Önce şaka yapıyorlar sandım...
Sonra baktım ki gayet ciddiler...
“Hanımefendi” dedim “Ben daha önce de çocuklarımın ekonomide uçan bakıcılarını bu salondan çıkardım... Benle beraberler, ancak ekonomi uçuyorlar, bu salondan çıkmalarında ne sakınca var?..”
***
Önce 200 liranın üzerinde ek bilet parası...
Sonra “yanınızdaki hanımefendi salona giremez” uyarısı...
Arada, çıkış çabuk olsun diye business’ın arkasında rica ettiğimiz koltuğun en arkalara atılması...
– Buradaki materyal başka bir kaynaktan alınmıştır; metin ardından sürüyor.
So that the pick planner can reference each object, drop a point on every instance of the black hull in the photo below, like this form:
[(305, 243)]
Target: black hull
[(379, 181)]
Ve sonunda, “Hanımefendi ancak diğer binaya gidip, oradan uçabilir...” tebligatı...
Hepsi tesadüf olamazdı...
Oradaki herkes biliyordu ki, 20 dakika kala, herhangi bir yolcunun diğer binaya giderek, güvenlik kontrolünden geçip uçağa binmesi olanaksızdır...
Yer hostesi hanımefendilerden birileri yardımcımın uçağa binmesini engelleyecek bu derece çaba harcadığına göre, “yanımdaki yardımcımı algılamada bir hata olması kuvvetle muhtemel...”
***
Bir başka deyimle gecenin o vakti genç bir hanımefendiyle İzmir’e uçan bendenizi “kaçamak yapıyor zannetmekteler...”
Çünkü biliyorum ki, yanımdaki yardımcım değil, annem olsa bu sorunların hiçbiri çıkmayacak...
Kadınsı bir psikolojik hareketla karşı karşıyayım...
Üstelik kaçamağın K’si yanıma uğrayamayacak durumdayken...
Eski haber müdürüm, Akşam’ın yayın yönetmenliğini de yapan kardeşim Ali Genç‘i aradım yine gecenin o saatinde...
Artık alıştığımdan gayet sakinim bu durumlara...
“Ali’ciğim, yardımcımı uçurmuyorlar, çünkü bileti ekonomiymiş...”
Ali cin gibi;
“Abi” diyor, “Senin THY Elite kartını gömüyorlar mı?.. O kartı olanlar, yanlarında bir yolcuyu CİP’de uçurabalirler... Bunu bilgisayara baktıklarında görmeleri lazımdı...”
Elimi cebime sokuyorum, gerçekten benim bir de Elite kartım var, ancak onu göstermeye bile gerek kalmadan konuşmayı duyan yer hostesi hanımlardan biri, jet hızıyla bizim işlemleri yapıyor...
***
Hayatı şöyle okuyabilirdim o sırada?..
“Bu bana nasıl yapılır kardeşim?..”
Eğer böyle okusaydım, hâlâ hayattan hiçbir şey anlamayan hanzonun tekiydim...
Ben şöyle okudum:
“Yanında yardımcın olduğunu bilmedikleri genç ve tanımadıkları bir hanımla THY CİP salonuna gelirsen, sana her zaman yardımcı olan THY’nin güzel yer hostesleri, sana ve özellikle yanındakine belli belirsiz gıcık kaparlar... İşleri bir parça yokuşa sürerler... Böyle durumlarda arayacak ve sana çıkış yolu gösterecek dostların olsun... Dostların yoksa, orada bulunanlar arasında bir anlayışlı kişiden dost edinmeye çalış... Laf arasında yapmakta olduğun işin, bir söyleşiye katılmak olduğunu, kaçamak olmadığını göster...
Eğer kaçamak yapıyorsan, zaten yapacak bir şeyin pek yok...
Tecavüz geliyor...
Gözlerini kapat ve zevk almaya bak!.